Julie fait preuve d’un mental en acier : à coup sûr, celui d’une championne. Mais qu'a-t-elle fait des vaisseaux de son coeur ? Cette étape de sa vie est comme le film : dépourvue d’émotions, sans chaleur. Julie trace, son cœur ne s’emballe pas, ni le nôtre. La liste des producteurs et coproducteurs est longue. On y retrouve le réalisateur, Florian Zeller (?) et les frères Dardenne.

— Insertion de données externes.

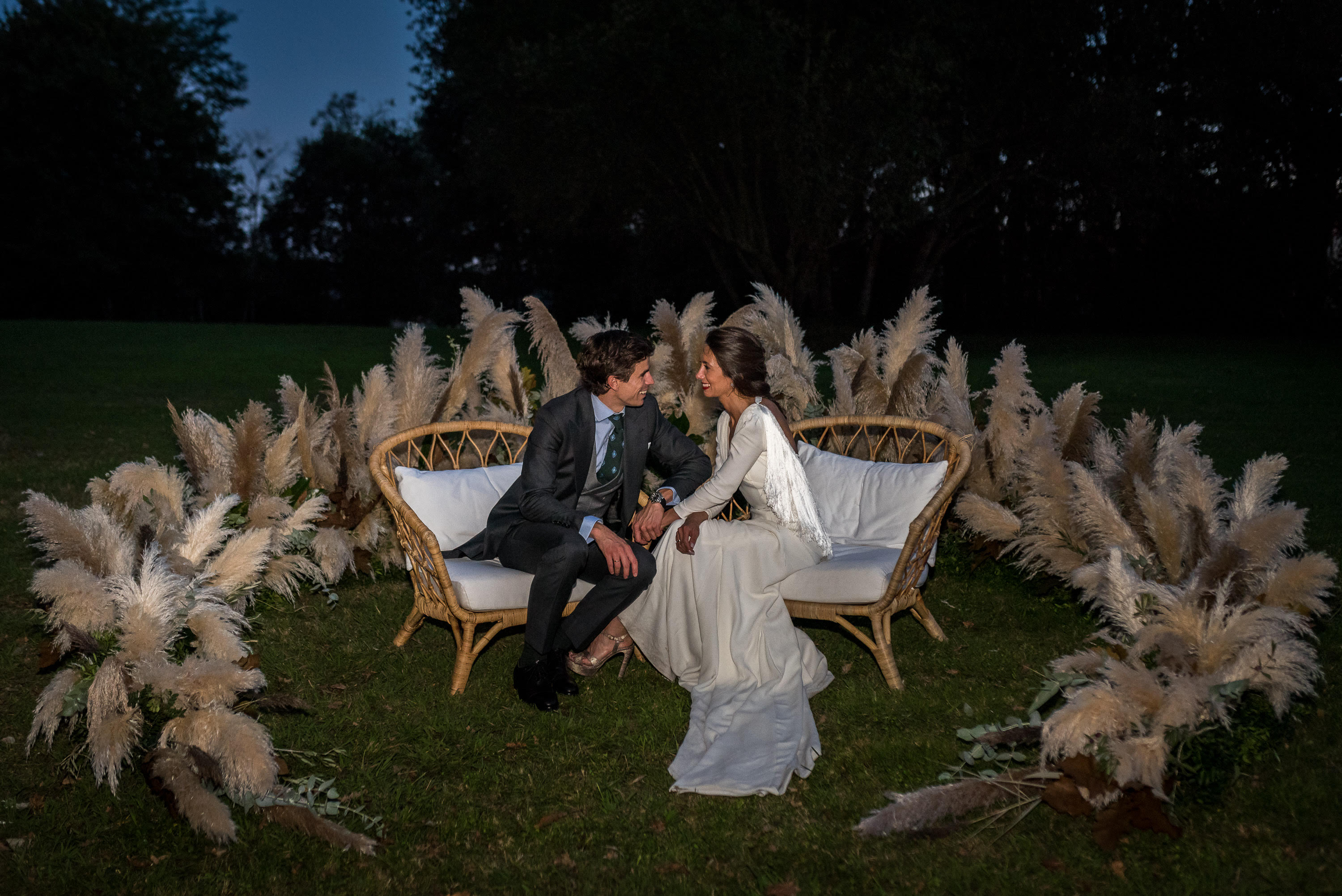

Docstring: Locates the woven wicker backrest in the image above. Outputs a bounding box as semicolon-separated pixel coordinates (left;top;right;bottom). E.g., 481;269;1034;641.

- Cette une façon différente de traiter le sujet des agression dans le sport. les plans dans l’obscurité ou a contre jour se lien avec les émotion de Julie par rapport a Jérémy
accessibilité : il est sous titré pendant tous le film meme les passage en français
Je suis mitigée concernant ce film. Tout le long, on subit les silences, les suppositions, les non-dits.. Jusqu'à la fin, on s'attend à comprendre l'origine de l'emprise et à nuancer les agissements de l'entraîneur Jérémy envers ses éleves de tennis, encore adolescentes, sans jamais avoir des vraies réponses.. Les faits : une élève s'est suicidée et le coach a été éloigné du collège pendant l'enquête. Julie, a défaut de savoir gérer la nouvelle tragique, a été incapable de dire quoi que ce soit à son sujet, même si elle était proche de ce dernier. Trop proche ? On ne saura jamais. C'est répétitif, long par moments, froid.
Un film sur l'emprise d'un entraîneur sur une joueuse de tennis ou plutôt sur l'après, sur la lente libération de la parole. Le film vaut pour l'ambiance lourde créée, en ne lâchant jamais l'actrise principale (belle performance). Néanmoins, "Julie se tait" est plombé par la faiblesse de l'écriture et de la dramarturgie, d'une fin qui se devine (la force qui devient une faiblesse est de ne jamais dire le contenu de l'emprise coach / joueuse) et par beaucoup de scènes bien moins profondes (tout les acteurs ne sont pas convainquants).